I give her a sheepish smile. “Maybe we don’t talk about that.”

She rolls her eyes as she puts on her robe. “You don’t like talking about anything about yourself.”

She’s not wrong. At least in my current situation. If I told her about myself, she’d likely turn me in to Ronan. Perhaps he’d notice her then. Take her to his bed. The idea of it makes me want to walk over and put a bullet into his head now.

I finish dressing and walk over to her. “There’s nothing in my past that is important. I like to live in the now. And right now, I have to sneak out of your room before you mom knows I stayed and gave you multiple orgasms last night.”

The blush to her cheeks is adorable and at the same time makes me feel like the biggest asshole in the world.

“You had at least two,” she quips.

“I did. They were fucking fantastic.
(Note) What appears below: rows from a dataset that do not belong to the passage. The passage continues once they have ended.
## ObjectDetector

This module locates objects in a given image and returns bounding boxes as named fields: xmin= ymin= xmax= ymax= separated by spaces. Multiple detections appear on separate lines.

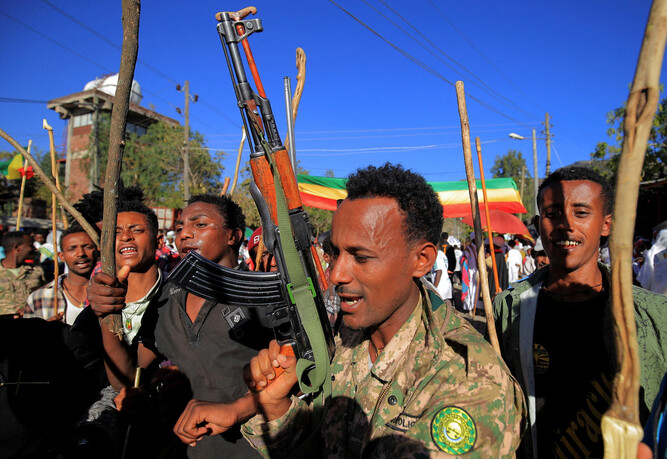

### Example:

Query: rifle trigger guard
xmin=285 ymin=277 xmax=317 ymax=304
xmin=218 ymin=19 xmax=264 ymax=43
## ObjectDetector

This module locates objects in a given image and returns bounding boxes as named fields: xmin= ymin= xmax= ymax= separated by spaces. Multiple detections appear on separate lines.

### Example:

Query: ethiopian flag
xmin=297 ymin=174 xmax=526 ymax=218
xmin=0 ymin=155 xmax=23 ymax=180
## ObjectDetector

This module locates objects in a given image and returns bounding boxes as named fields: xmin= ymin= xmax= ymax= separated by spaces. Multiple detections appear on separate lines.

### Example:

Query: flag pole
xmin=16 ymin=139 xmax=32 ymax=231
xmin=475 ymin=137 xmax=501 ymax=296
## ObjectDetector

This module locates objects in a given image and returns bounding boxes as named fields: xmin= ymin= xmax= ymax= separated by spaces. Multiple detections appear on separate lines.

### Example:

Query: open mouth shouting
xmin=336 ymin=291 xmax=363 ymax=313
xmin=74 ymin=258 xmax=90 ymax=269
xmin=118 ymin=245 xmax=139 ymax=258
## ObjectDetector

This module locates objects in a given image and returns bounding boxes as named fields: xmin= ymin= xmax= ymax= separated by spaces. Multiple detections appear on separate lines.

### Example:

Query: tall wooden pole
xmin=42 ymin=120 xmax=69 ymax=229
xmin=456 ymin=81 xmax=500 ymax=355
xmin=42 ymin=120 xmax=60 ymax=316
xmin=533 ymin=129 xmax=540 ymax=215
xmin=602 ymin=0 xmax=667 ymax=458
xmin=101 ymin=0 xmax=141 ymax=339
xmin=475 ymin=137 xmax=501 ymax=296
xmin=183 ymin=80 xmax=190 ymax=202
xmin=0 ymin=129 xmax=100 ymax=247
xmin=16 ymin=139 xmax=32 ymax=231
xmin=229 ymin=126 xmax=246 ymax=198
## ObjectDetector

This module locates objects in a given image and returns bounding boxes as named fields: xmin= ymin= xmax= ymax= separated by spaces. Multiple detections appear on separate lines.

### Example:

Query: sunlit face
xmin=116 ymin=212 xmax=160 ymax=272
xmin=539 ymin=180 xmax=611 ymax=272
xmin=176 ymin=202 xmax=240 ymax=268
xmin=330 ymin=197 xmax=428 ymax=329
xmin=58 ymin=232 xmax=98 ymax=277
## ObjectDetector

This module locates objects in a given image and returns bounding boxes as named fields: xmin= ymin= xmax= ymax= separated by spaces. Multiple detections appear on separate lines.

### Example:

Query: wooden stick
xmin=602 ymin=0 xmax=667 ymax=458
xmin=16 ymin=139 xmax=32 ymax=231
xmin=0 ymin=129 xmax=100 ymax=247
xmin=456 ymin=81 xmax=500 ymax=355
xmin=42 ymin=120 xmax=60 ymax=316
xmin=220 ymin=177 xmax=229 ymax=196
xmin=42 ymin=119 xmax=69 ymax=229
xmin=101 ymin=0 xmax=141 ymax=339
xmin=229 ymin=126 xmax=247 ymax=198
xmin=285 ymin=48 xmax=306 ymax=156
xmin=475 ymin=137 xmax=501 ymax=296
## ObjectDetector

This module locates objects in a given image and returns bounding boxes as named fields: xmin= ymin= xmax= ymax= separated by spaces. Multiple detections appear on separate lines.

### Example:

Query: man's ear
xmin=412 ymin=240 xmax=438 ymax=277
xmin=600 ymin=214 xmax=611 ymax=236
xmin=228 ymin=228 xmax=243 ymax=247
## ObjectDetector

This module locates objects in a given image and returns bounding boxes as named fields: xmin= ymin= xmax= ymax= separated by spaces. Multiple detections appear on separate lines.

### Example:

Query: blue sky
xmin=0 ymin=0 xmax=665 ymax=181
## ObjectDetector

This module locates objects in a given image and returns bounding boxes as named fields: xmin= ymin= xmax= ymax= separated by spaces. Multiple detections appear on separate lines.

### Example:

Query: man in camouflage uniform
xmin=0 ymin=231 xmax=46 ymax=315
xmin=175 ymin=164 xmax=525 ymax=458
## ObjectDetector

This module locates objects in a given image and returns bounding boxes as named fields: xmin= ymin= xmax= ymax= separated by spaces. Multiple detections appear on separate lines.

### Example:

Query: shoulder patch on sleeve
xmin=431 ymin=406 xmax=477 ymax=455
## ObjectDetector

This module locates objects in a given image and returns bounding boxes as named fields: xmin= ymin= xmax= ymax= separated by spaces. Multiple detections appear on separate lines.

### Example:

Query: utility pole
xmin=544 ymin=113 xmax=551 ymax=177
xmin=533 ymin=129 xmax=540 ymax=214
xmin=90 ymin=96 xmax=100 ymax=191
xmin=183 ymin=80 xmax=190 ymax=202
xmin=176 ymin=80 xmax=199 ymax=201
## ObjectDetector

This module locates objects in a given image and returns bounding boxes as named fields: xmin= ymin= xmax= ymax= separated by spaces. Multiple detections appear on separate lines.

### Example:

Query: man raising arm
xmin=175 ymin=164 xmax=524 ymax=457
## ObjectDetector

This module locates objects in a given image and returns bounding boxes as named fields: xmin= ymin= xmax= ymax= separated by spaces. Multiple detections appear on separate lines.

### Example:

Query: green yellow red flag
xmin=0 ymin=155 xmax=23 ymax=180
xmin=297 ymin=174 xmax=526 ymax=218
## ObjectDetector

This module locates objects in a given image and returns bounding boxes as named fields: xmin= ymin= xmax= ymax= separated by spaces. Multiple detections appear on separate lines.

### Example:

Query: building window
xmin=72 ymin=113 xmax=93 ymax=127
xmin=125 ymin=121 xmax=146 ymax=136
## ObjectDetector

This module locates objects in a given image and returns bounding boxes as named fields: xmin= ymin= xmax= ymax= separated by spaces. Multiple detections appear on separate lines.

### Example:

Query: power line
xmin=41 ymin=0 xmax=177 ymax=85
xmin=0 ymin=97 xmax=48 ymax=104
xmin=329 ymin=0 xmax=528 ymax=125
xmin=374 ymin=0 xmax=539 ymax=119
xmin=429 ymin=0 xmax=546 ymax=112
xmin=9 ymin=4 xmax=240 ymax=134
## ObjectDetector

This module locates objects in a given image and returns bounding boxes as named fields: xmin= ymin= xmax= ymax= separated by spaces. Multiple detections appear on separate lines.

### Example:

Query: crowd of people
xmin=0 ymin=164 xmax=667 ymax=458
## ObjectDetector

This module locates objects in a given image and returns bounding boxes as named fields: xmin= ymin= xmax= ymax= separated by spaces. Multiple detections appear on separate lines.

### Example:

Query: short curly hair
xmin=70 ymin=182 xmax=144 ymax=227
xmin=537 ymin=166 xmax=614 ymax=215
xmin=116 ymin=200 xmax=159 ymax=236
xmin=188 ymin=194 xmax=245 ymax=251
xmin=346 ymin=163 xmax=444 ymax=244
I love your pussy, Jenna.”

Her cheeks go a shade pinker. “I love your…”

“Say cock,” I prompt her.

She bites her lower lip. “Cock.”

My dick twitches, and I wish I could have one more fuck before I had to leave. “I’m going to be hard all damn day.”

“Because I said cock?”

“Fuck, you’re doing it again.” I give her a quick kiss and then quietly creep from her room and out of the cottage.

The estate looms before me, the large mansion surrounded by manicured lawns and perfect gardens.

For ten years, it’s stood as a symbol of what the Keans stole from my family.

But now, looking at the gardens, I don't see the Keans’ betrayal.

Instead, I see Jenna on her knees in the dirt, carefully tending each plant with those gentle hands that traced my tattoos last night.

Fuck. This wasn't supposed to happen. She’s supposed to pay for her betrayal.

Instead, she's becoming my weakness. I can’t stop replaying the night in my mind.

The way she touched me. The soft sounds she made as I claimed her body again and again.

How she curled into me afterward, completely trusting.

None of it was fake. None of it was calculated.

And that terrifies me more than anything else.

The question is, what the hell am I going to do about it?